A recent study demonstrated that the effects of dapagliflozin differ over time, suggesting that its early administration may further reduce cardiovascular mortality and hospitalisation. According to this study, the beneficial effects of dapagliflozin manifest in the early phase of administration.15 Another study demonstrated that natriuresis and intracardiac filling pressures are favourably modified within days of treatment initiation;16 this mechanism might confer clinical benefits in cases of early dapagliflozin administration in patients with HF. However, this study was limited to patients with HF with mildly reduced or preserved ejection fraction, and our study focused on all patients with HF. A previous study reported that dapagliflozin administration could reduce HF hospitalisations even when stratified by EF, consistent with this study.17 In addition, our study demonstrated that early dapagliflozin administration did not increase side effects. Although our study had a limited number of cases, dapagliflozin may be safely used, even if administered early after congestion diagnosis. The study findings and long-term clinical outcomes require further validation in prospective studies.
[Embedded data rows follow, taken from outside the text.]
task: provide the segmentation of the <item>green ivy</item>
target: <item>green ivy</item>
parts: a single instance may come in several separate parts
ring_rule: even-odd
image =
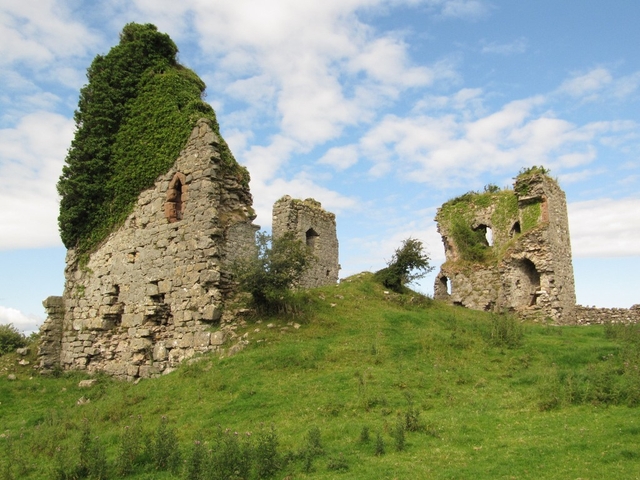
[[[538,225],[542,208],[540,202],[531,202],[522,208],[522,231],[526,232]]]
[[[58,182],[58,223],[67,248],[93,250],[131,213],[143,190],[166,173],[200,118],[218,122],[202,100],[204,82],[176,61],[178,48],[154,25],[127,24],[120,43],[87,72],[76,133]],[[243,184],[221,141],[222,166]]]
Our study had several limitations. First, the number of patients with decompensated HF was small. Second, the study design was retrospective, inciting possible selection bias. Therefore, PSM was performed to overcome baseline differences. Third, the study focused only on Japanese patients with decompensated HF; thus, the results may not be applicable to other populations. Finally, the study cohort was limited to dapagliflozin administration; thus, whether the results are applicable to other SGLT2 inhibitors, such as empagliflozin, remains unknown. Therefore, further prospective studies are required to confirm the study results.
Overall, in this study, early dapagliflozin administration significantly reduced HF admission within one year of treatment, although no differences were observed in the EF, GFR, haemoglobin level, NT-proBNP level, and side effects.
Key messages
- Compared with late administration, early dapagliflozin administration significantly reduced heart failure-related admission within one year of treatment
- Early administration of dapagliflozin did not increase side effects within one year of treatment
- No significant differences were observed between early and late dapagliflozin administration in glomerular filtration rate, ejection fraction, haemoglobin level, and NT-proBNP level within one year of treatment
Conflicts of interest
None declared.
Funding
None.
Study approval
The study protocol was approved by the ethics committee of Nagoya Heart Center and was conducted in accordance with the tenets of the Declaration of Helsinki.
Acknowledgement
The authors thank the staff in the catheterisation laboratory of Nagoya Heart Center for their assistance with this work.